Version originale du texte intégral

1 Introduction

Biocatalysis is now an essential tool for chemical industry and is the core of industrial biotechnology. Biocatalysts such as enzymes or whole cells are currently employed in chemical processes as an alternative to chemical catalysts [1] and applications of biocatalysis to produce fine chemicals especially for the pharmaceutical industry are now developed [2] as green chemistry processes [3] for the preparation of non racemic compounds. Hydrolytic enzymes, which usually display high efficiencies and functional specificities, are among some of the most exploited enzymatic catalysts used for biotransformations [4]. The most important method to produce a single enantiomer in industrial synthesis remains the resolution of racemates [5]. Lipases (triacylglycerol hydrolases, EC 3.1.1.3) are considered to be particularly efficient due to a broad substrate scope, excellent stability, and by displaying high regio and stereoselectivity in various media. They have been used in a wide range of industrial applications under mild and environment friendly conditions [6].
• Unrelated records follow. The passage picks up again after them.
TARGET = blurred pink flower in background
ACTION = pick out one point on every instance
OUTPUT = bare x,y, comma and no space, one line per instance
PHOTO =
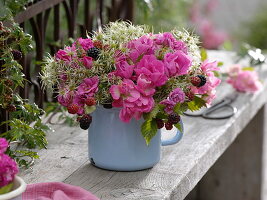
243,80
211,37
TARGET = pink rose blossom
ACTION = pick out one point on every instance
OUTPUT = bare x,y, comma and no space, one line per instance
62,55
89,86
123,69
3,145
153,69
176,63
145,86
87,62
245,81
139,47
133,102
212,81
85,43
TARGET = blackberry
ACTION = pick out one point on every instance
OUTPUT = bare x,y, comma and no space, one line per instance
173,118
73,109
107,105
160,123
93,52
8,98
17,55
190,95
203,80
168,126
85,121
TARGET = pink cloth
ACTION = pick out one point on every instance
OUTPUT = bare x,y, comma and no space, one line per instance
56,191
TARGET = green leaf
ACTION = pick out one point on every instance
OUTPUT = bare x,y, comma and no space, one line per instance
203,54
149,130
196,104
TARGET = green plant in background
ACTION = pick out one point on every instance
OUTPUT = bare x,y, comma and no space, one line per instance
255,31
26,129
163,15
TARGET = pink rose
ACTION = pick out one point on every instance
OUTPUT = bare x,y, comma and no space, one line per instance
152,69
87,62
85,43
62,55
132,99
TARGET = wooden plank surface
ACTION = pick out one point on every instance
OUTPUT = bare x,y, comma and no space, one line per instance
181,166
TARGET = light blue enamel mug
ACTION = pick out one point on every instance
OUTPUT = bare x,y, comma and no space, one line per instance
115,145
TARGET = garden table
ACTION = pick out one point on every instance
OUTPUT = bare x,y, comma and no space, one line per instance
235,143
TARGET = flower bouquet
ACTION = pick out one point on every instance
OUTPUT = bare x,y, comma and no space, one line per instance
10,184
152,77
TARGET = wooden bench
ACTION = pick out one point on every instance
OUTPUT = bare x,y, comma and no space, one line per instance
237,144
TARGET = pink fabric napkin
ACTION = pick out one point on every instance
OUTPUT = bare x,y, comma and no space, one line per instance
56,191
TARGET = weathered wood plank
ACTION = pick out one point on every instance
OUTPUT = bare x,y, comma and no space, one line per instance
67,151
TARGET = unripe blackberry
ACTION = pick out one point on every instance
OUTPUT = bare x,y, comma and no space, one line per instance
73,109
93,52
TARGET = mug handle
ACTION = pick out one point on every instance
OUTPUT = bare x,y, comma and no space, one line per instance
178,136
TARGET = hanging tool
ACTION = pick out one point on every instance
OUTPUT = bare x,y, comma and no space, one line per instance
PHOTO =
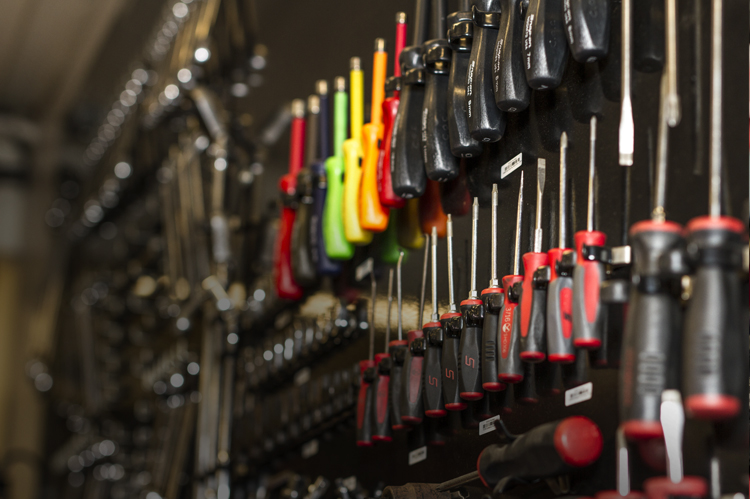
433,331
412,404
472,309
286,287
510,367
352,155
534,297
388,198
336,244
587,28
372,215
560,287
544,47
714,330
460,32
512,93
397,349
589,271
439,163
651,339
486,121
381,411
407,162
303,266
452,324
492,298
323,264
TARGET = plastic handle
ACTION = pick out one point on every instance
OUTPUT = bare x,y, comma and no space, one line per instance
533,310
469,353
587,28
512,93
545,47
547,451
486,121
715,334
509,365
587,281
559,313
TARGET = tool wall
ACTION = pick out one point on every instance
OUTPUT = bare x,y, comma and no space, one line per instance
206,351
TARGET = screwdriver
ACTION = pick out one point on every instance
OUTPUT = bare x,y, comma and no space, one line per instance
352,154
587,28
334,234
486,121
512,93
412,403
460,32
433,331
286,287
650,329
714,329
452,323
492,298
509,365
397,349
589,272
439,163
534,297
472,309
388,198
407,162
544,47
560,287
372,215
381,414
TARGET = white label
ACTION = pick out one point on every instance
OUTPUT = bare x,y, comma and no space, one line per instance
579,394
511,165
417,455
488,425
310,449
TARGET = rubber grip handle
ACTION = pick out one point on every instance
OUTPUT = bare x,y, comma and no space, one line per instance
715,332
587,28
434,405
493,299
460,34
452,324
510,367
533,310
512,93
559,313
486,121
469,354
412,403
439,162
549,450
587,280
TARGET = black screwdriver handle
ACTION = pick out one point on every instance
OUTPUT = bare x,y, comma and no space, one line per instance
434,405
460,33
469,354
715,332
512,93
587,28
486,121
545,47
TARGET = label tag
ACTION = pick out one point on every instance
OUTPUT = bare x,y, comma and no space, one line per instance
579,394
418,455
310,449
511,165
488,425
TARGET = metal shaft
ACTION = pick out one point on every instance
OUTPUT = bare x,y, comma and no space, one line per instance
541,174
562,222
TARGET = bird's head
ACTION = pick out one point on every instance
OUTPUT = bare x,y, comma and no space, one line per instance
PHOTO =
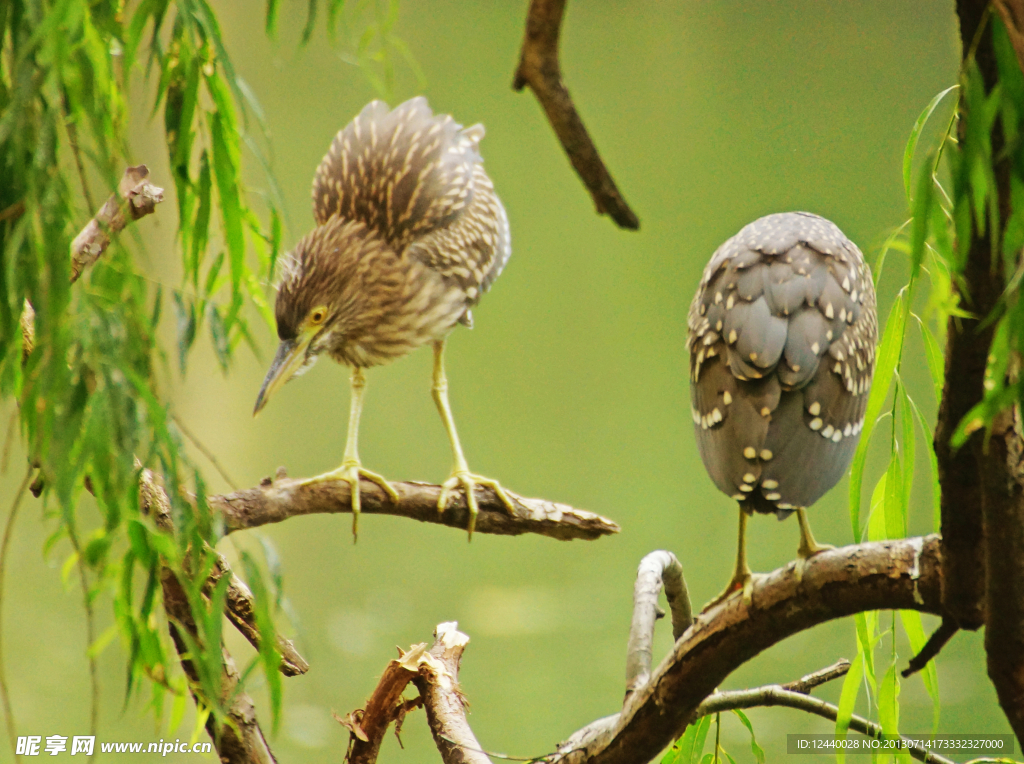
315,302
Lipases offer the advantage of accessing a wide range of possible reactions [7] and are thus convenient for obtaining optically enriched compounds from their racemic form by kinetic resolution [8]. In lipase kinetic resolution involving an enzyme, various parameters have to be taken into account for controlling both reactivity and enantioselectivity. A variation of the reaction parameters can induce a large change, depending on the microenvironment of the enzyme. For instance, in the kinetic resolution of a racemic alcohol with a lipase, the parameters such as the nature of the enzyme [9], additives [10], residual water in the reaction media [11], solvent [12], amount of lipase [13] and nature of acylating agent [14] are often examined for the optimization of selectivity.

Alcohols are often conveniently resolved through lipase-catalyzed acylations through an irreversible reaction [15] by the use of suitable acylating agents such as enol esters [16] or anhydrides [14b,17]. The choice of the acyl donor allows to improve the enantioselection in the production of optically active compounds. The chain-length of substrate and its effect on the selectivity of various lipases has been studied in a number of works [18]. The effect of alcohol chain length on enzymatic esterification is the most studied. However, there are still a few investigations regarding the structure of the acyl group in both transesterification and acylation reactions [19].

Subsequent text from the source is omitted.